The `recursive_rules` function, included in `src/recipe_utils.rs`, is one of several convenience features included in Enumo. It recursively builds up a ruleset by enumerating all terms over a passed-in `Language` up to a specified size. Enumo supports three
measures of term size: `Atoms` (number of literals in the term), `Depth`
(depth of s-expression), and `Lists` (number of operators in the term).

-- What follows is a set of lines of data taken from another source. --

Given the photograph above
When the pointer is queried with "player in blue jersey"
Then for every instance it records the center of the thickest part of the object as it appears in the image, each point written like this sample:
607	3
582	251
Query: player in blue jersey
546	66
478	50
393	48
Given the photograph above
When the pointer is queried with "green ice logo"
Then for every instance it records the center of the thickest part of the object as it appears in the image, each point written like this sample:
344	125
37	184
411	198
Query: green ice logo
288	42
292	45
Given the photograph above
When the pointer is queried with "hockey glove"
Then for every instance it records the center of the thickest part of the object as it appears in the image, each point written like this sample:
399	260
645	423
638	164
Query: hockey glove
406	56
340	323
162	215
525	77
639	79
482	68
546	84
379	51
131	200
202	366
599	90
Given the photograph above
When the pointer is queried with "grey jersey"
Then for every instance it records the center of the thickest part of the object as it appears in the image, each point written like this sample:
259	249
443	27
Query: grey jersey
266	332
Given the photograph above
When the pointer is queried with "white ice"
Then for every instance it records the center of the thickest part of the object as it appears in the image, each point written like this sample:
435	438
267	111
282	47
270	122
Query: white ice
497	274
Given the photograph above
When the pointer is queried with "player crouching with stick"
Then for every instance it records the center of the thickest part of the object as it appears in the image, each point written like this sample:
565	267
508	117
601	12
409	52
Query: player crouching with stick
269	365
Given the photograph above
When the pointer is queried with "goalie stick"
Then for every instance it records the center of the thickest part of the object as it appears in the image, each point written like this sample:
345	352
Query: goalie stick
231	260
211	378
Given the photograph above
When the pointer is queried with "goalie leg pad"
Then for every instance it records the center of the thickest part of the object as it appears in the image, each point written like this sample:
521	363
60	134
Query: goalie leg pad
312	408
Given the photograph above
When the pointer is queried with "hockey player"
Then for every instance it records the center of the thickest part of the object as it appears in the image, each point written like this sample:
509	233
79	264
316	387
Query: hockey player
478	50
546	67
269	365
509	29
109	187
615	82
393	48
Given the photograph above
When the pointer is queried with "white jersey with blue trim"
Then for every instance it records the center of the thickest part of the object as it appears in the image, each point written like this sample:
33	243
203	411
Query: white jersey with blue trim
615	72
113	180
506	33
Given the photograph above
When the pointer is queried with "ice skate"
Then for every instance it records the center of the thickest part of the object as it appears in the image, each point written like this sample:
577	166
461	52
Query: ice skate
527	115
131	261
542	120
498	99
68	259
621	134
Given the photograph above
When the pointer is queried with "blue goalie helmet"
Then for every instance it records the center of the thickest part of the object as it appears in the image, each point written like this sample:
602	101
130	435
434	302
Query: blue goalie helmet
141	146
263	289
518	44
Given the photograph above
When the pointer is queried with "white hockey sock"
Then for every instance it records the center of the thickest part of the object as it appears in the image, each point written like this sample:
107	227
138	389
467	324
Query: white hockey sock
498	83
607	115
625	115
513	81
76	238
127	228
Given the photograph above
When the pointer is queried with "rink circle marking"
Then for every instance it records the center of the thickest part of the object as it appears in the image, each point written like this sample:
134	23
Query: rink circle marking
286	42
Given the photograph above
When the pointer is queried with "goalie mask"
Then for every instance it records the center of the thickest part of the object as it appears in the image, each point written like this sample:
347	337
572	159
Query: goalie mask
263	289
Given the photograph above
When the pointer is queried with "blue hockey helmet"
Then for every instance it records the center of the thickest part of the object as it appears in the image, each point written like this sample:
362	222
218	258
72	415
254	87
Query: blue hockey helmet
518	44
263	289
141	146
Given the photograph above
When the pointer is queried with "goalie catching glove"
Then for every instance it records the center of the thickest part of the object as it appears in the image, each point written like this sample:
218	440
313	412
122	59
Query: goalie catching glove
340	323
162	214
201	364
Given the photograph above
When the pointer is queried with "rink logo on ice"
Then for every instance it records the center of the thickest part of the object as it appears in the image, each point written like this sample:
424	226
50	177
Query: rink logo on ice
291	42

Once we've found all the rules up to 5 atoms in size, we append them to the starting ruleset.

```
let a6_canon = iter_metric(base_lang(2), "EXPR", enumo::Metric::Atoms, 6)
.plug("VAR", &Workload::new(lang.vars))
.plug("VAL", &Workload::empty())
.plug("OP1", &Workload::new(lang.ops[0].clone()))
.plug("OP2", &Workload::new(lang.ops[1].clone()))
.filter(Filter::Canon(vec![
"a".to_string(),
"b".to_string(),
"c".to_string(),
]));
```

Enumo allows its users to decouple workload generation from rule synthesis. In the above code snippet, we are not finding rules at all: we are _just_ building up a workload. `a6_canon` is pretty complicated, so let's break it up a bit to make it easier:

```
iter_metric(base_lang(2), "EXPR", enumo::Metric::Atoms, 6)
```

Here, we specify that we want to enumerate all terms up to 6 atoms. `base_lang(n)`
is a convenience function that constructs a base workload for any language
consisting of variables, constants, and operators with up to `n` arguments.

```
.plug("VAR", &Workload::new(lang.vars))
.plug("VAL", &Workload::empty())
```

`plug` is the core Enumo operator for constructing and composing workloads.
An `EXPR` contains `VARS` (variables) and `VALS` (values) as its leaves, and `plug` specifies what can be "plugged in" as variables and values—in this case, a workload containing `lang`'s variables and an empty workload, respectively.

```
.filter(Filter::Canon(vec![
"a".to_string(),
"b".to_string(),
"c".to_string(),
]));
```

Enumo also supports filtering terms out of generated workloads that do not interest the user. In this case, after the workload is generated, terms that are not _canonicalized_ are removed. Canonicalization here means that `a` must be the first variable introduced. `a` can be followed by another `a` any number of times, but the next new variable introduced must be `b`, and so on. Canonicalization drastically expedites rule inference by eliminating duplicate terms, often representing the difference between a workload that is too large to perform rule inference over and one that finishes near-instantaneously.

```
let consts = Workload::new(["0", "1"]);
let wkld = Workload::Append(vec![a6_canon, consts]);
```

We can also compose workloads: here, we combine a workload consisting of the constants `0` and `1` with `a6_canon`.

```
let wkld = Workload::Append(vec![a6_canon, consts]);
rules.extend(run_workload(
wkld,
rules.clone(),
Limits::synthesis(),
Limits::minimize(),
true,
));
rules
```

Finally, we are ready to run rule synthesis for the final time, which we do using the workload we just created, the rules we got from `recursive_rules`, and some resource limits. We return this final ruleset. This is a complete Enumo program!